Alexander Draper - Raymond James
Just a couple of quick questions. Did you say Tom, on the RMS commentary, is that comparable to the third quarter in terms of being stable or year-over-year?
Thomas F. Ackerman
Third quarter to fourth quarter.
Alexander Draper - Raymond James
Okay, so you don’t expect the normal seasonal decline that you’ve seen historically?
Thomas F. Ackerman
In some aspects of the business such as the models we would expect some decline for seasonality, but as I noted we expect an uptick in our large animal models and an uptick in some of our services so that on a total sales basis, yes, we expect it to be stable versus the third quarter, but because of the profitability of the small models, we expect a decline in margin.

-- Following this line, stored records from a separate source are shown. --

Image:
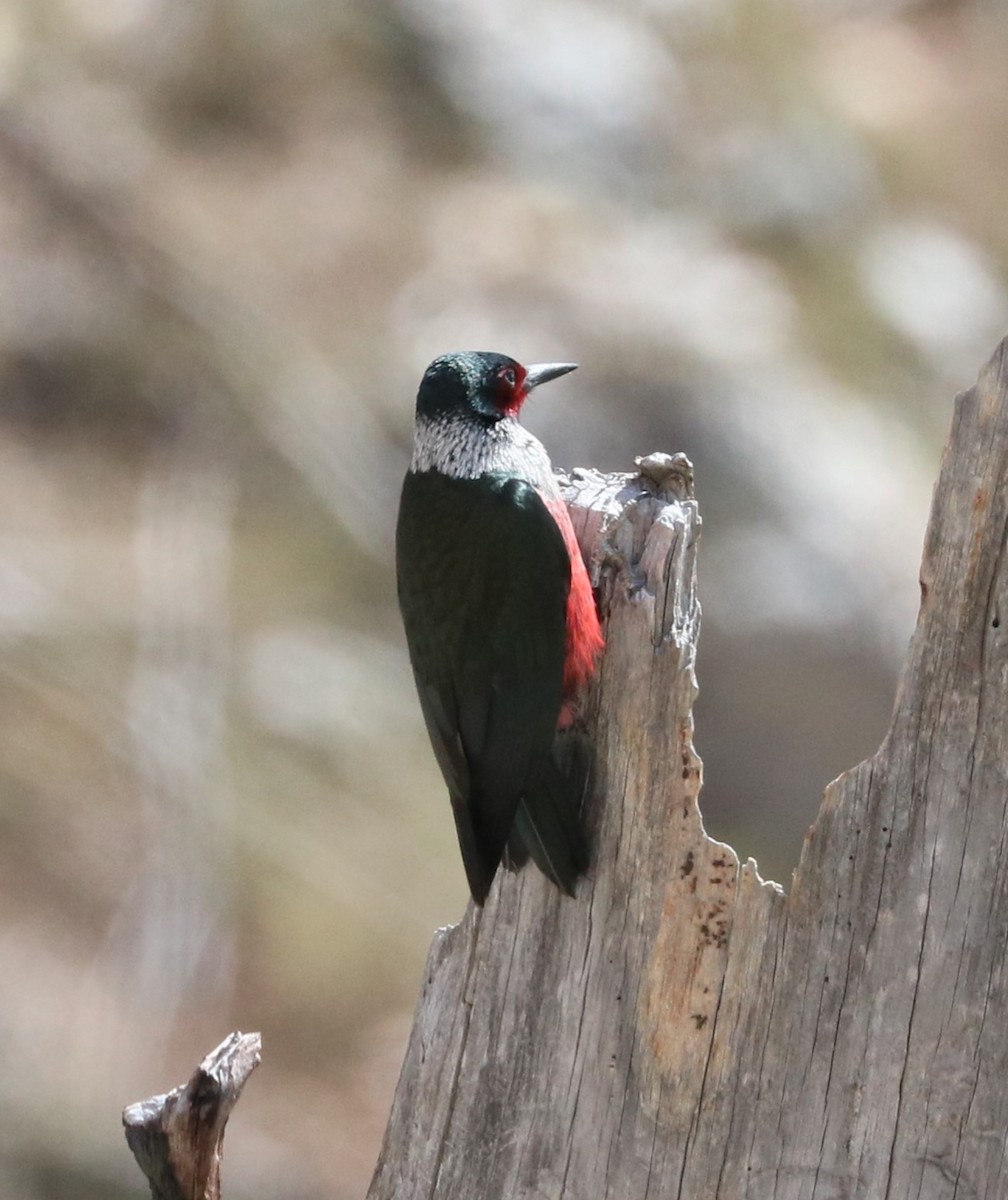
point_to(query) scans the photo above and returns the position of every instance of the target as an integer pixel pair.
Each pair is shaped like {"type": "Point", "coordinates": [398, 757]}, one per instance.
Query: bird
{"type": "Point", "coordinates": [499, 616]}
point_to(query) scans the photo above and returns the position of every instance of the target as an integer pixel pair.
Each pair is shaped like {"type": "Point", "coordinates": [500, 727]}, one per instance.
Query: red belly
{"type": "Point", "coordinates": [585, 635]}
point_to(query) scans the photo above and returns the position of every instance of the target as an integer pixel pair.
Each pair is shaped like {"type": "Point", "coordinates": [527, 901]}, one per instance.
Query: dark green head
{"type": "Point", "coordinates": [481, 384]}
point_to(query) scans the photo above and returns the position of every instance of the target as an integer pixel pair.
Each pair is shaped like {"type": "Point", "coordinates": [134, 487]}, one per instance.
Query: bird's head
{"type": "Point", "coordinates": [480, 384]}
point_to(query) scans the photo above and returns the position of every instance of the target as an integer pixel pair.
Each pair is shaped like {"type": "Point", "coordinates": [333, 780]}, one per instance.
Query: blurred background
{"type": "Point", "coordinates": [232, 235]}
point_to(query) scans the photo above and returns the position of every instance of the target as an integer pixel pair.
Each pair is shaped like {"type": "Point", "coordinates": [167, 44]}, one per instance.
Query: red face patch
{"type": "Point", "coordinates": [510, 393]}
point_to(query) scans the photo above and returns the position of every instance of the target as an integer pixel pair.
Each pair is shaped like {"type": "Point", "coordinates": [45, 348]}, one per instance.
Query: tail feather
{"type": "Point", "coordinates": [547, 828]}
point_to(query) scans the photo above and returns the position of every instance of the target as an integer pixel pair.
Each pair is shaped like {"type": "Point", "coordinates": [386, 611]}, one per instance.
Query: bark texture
{"type": "Point", "coordinates": [178, 1139]}
{"type": "Point", "coordinates": [683, 1029]}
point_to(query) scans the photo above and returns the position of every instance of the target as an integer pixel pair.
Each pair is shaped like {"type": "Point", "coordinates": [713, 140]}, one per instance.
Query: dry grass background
{"type": "Point", "coordinates": [232, 235]}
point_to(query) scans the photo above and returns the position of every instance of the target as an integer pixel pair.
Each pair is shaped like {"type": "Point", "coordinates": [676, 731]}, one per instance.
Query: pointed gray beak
{"type": "Point", "coordinates": [543, 372]}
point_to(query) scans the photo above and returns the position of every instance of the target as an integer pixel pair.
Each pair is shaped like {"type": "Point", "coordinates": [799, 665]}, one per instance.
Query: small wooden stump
{"type": "Point", "coordinates": [178, 1139]}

Alexander Draper - Raymond James
The second question and I’ll jump out; I know you’re not making any specific commentary on 2010, but I wanted to think of in terms of the longer-term add-backs, we’ve had a lot of different adjustments; severance, one, can you outline what basic areas I should be thinking about taking costs out in terms of the severance and the restructuring and where that’s going to go longer term, and then also, what are the ongoing add-backs in each of the divisions as I should be thinking about longer-term add-backs and how you think about a pro forma margin versus a lot of the severance and impairments that have made the numbers move around a lot this year.
Thomas F. Ackerman
While of course a lot of the severance actions were excluded from our non-GAAP results; so if you look at our non-GAAP results this year and our margins, they are on a non-GAAP basis untainted by those actions. In my last remarks I mentioned that the cost savings actions contributed about $40 million this year and would contribute about $50 million next year. The reason why the numbers are not a little bit higher next year is because some of the actions that were taken are not necessarily recurring such as some of the incentive action. So, it’s a little difficult to answer your question in terms of margins directionally because as the demand has softened, some of the actions have been actually mitigated by further demand weakness. So, I think as demand returns, that’s really where we would see the benefit of some of those actions, and of course if demand returns more slowly or it takes a little bit longer, then the actions while they’re beneficial, continue to be diminished by the impact of the demand. So, I hope that clarifies it a little bit. Obviously, a lot of it is dependent on demand return and how fast that rebounds.